Foto: unmaskthecorrupt.org
Ricardo Martinelli e companheiros
É ex-Presidente do Panamá e empresário. Ricardo Martinelli terminou com 10166 votos e possui atualmente uma rede de supermercados no país, entre outras empresas. Está envolvido numa polémica de espionagem política durante o seu mandato entre 2009 e 2014, utilizando alegadamente dinheiros públicos. Tem outras acusações em tribunal, incluindo vários crimes financeiros e subornos e perdões ilegais.
Foto: Getty Images/AFP/J. Ordone
Petrobras
A petrolífera Petrobras, empresa semi-estatal brasileira, ficou em segundo lugar com 11900 votos.
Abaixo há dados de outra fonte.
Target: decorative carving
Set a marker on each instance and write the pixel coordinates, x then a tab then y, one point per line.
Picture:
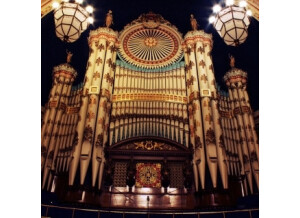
200	49
202	64
203	77
210	137
198	143
109	79
99	61
232	61
148	175
69	56
188	51
189	66
90	115
101	47
194	23
109	19
99	141
88	134
190	81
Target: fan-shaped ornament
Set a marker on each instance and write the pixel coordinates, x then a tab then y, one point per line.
150	42
232	24
71	19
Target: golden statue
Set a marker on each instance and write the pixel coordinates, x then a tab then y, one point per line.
69	56
232	60
109	19
194	23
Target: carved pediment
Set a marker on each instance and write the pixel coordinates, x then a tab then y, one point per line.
149	144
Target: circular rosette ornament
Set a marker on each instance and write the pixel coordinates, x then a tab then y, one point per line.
149	42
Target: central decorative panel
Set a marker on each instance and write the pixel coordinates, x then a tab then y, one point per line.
148	175
150	42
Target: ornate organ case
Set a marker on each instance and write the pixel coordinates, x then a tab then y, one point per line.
150	125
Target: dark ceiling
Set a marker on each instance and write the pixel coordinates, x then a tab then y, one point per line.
175	11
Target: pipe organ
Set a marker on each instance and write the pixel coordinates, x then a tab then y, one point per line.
149	102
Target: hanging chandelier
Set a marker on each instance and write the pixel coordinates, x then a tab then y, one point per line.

As acusações de subornos, comissões e lavagens de dinheiro de mais de dois mil milhões de euros, conduziram, alegadamente, o Brasil a uma profunda crise política. O caso envolve mais de 50 políticos e 18 empresas. A população brasileira já protestou várias vezes nas ruas para exigir justiça.
Foto: picture alliance/CITYPRESS 24
Viktor Yanukovych
O ex-Presidente da Ucrânia foi o mais votado. Acumulou 13210 acusações e é acusado de "deixar escapar" milhões de ativos estatais em mãos privadas e de ter fugido para a Rússia antes de ser acusado de peculato. Yanukovych começou o seu mandato em 2010, foi reeleito em 2012 e cessou as suas funções no ano de 2014, quando foi destituído após vários protestos populares.